As much as I hated to admit it, my mother was right about my aunt Ina. Every family has one member who, shall we say, “dances to their own drum,” but in Ina’s case, she’s been pounding on the entire percussion section ever since I’ve known her. My aunt Ina had never grown out of the “hippie phase,” as my mother referred to it. With the gauzy wide skirts she wore with peasant blouses and fetish necklaces, Aunt Ina had a style all her own. At seventy-four, she still braided her long gray hair and wrapped it on top of her head like the old German women did in the eighteenth-century paintings. Only they didn’t put flowers, ribbons, or bits of tinsel in their braids.
I was picturing Aunt Ina with a floor-length gown and white tinsel in her hair when my mother continued to complain.
“And when does she pick to get married? When? One of the hottest weekends in the valley—Memorial Day! She picks Memorial Day. That’ll cost your cousin Kirk a fortune on airline tickets. And that’s not the worst of it, Phee. Not by a long shot.”
“Why? What do you mean?”
“You said the invitation wasn’t specific. Well, here’s specific for you—they’re getting married at dawn in the Petroglyph Plaza in the White Tank Mountains.”
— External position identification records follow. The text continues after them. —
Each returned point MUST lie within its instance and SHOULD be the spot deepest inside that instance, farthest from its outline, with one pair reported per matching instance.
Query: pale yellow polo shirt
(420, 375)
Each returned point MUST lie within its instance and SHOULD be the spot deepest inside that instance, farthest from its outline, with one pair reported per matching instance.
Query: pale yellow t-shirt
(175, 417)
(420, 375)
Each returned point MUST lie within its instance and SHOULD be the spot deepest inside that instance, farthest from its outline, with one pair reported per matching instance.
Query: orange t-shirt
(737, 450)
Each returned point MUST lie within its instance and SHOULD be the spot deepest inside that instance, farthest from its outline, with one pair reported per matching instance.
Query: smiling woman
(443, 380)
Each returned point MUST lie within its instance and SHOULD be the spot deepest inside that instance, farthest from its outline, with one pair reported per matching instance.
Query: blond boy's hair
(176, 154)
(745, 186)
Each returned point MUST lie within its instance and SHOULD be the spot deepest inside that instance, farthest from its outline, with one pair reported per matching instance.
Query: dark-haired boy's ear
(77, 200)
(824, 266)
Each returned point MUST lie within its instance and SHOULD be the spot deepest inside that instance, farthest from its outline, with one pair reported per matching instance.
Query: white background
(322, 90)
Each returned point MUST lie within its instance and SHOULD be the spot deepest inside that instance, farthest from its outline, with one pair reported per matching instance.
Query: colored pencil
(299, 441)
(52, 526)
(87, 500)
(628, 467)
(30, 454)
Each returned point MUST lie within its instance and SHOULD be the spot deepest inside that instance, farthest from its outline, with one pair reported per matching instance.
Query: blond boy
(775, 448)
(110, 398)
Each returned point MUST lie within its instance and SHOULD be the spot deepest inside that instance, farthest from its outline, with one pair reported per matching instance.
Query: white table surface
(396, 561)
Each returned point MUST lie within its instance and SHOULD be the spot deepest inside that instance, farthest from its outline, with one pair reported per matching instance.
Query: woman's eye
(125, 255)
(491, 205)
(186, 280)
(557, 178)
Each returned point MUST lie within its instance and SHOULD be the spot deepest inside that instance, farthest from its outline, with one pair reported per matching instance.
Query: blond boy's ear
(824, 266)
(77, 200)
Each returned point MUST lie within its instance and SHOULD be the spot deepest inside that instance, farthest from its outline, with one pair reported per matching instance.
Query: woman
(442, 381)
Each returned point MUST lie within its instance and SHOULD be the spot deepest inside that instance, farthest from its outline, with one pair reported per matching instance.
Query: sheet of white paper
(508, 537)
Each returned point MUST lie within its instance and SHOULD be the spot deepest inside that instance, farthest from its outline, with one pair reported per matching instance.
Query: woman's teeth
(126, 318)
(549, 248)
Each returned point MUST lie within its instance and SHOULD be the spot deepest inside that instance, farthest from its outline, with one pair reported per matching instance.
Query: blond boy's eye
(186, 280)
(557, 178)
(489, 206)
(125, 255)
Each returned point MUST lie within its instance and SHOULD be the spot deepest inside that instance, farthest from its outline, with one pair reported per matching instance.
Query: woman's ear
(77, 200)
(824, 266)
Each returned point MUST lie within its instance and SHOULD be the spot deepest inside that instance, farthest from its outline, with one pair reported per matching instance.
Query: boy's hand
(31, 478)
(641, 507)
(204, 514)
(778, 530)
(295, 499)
“The Petroglyph Plaza? You mean the old Indian ruins in the state park?”
Even I was getting concerned. This was extreme, even for Aunt Ina.
“Oh yes. We can all sweat to death as we schlep up the mountain. And I emphasize ‘death.’ Who’s going to come?”
“Mom, the White Tank Mountain Park is a few minutes from your house and we can drive straight up to the path that leads to Petroglyph Plaza. It’s only a quarter-mile walk from the parking lot to the ruins.”
“A quarter mile? What’s the matter with you? I’m not walking a quarter of a mile because your aunt has lost her mind. And what about the book club ladies? They’re not about to get winded either.”
“Oh, for heaven’s sake, Mother. All of you walk farther than that when there’s a good sale at Kohl’s. Besides, I’m sure they’ll arrange for golf carts or something.”
“You know your aunt Ina and details. We’ll be lucky if they remember to bring water.”
I took a few slow breaths, something I’d learned in a Tai Chi class once, and answered before my mother could continue. “Don’t worry. Aunt Ina will have all the arrangements made. Do you know why she picked that spot?”
“Seems she and her future husband wanted to get married where they met. We’re just lucky they didn’t meet on some footbridge that could have collapsed and sent us all into a creek.”
I tried to change the subject before my mother took everything to the extreme. “So, where are Kirk and Judy staying?”
“Your aunt reserved some godforsaken place near the mountain. Called it quaint. What was it? Oh yes, ‘The Cactus Wren.’ And they want all of us to stay there for the weekend.”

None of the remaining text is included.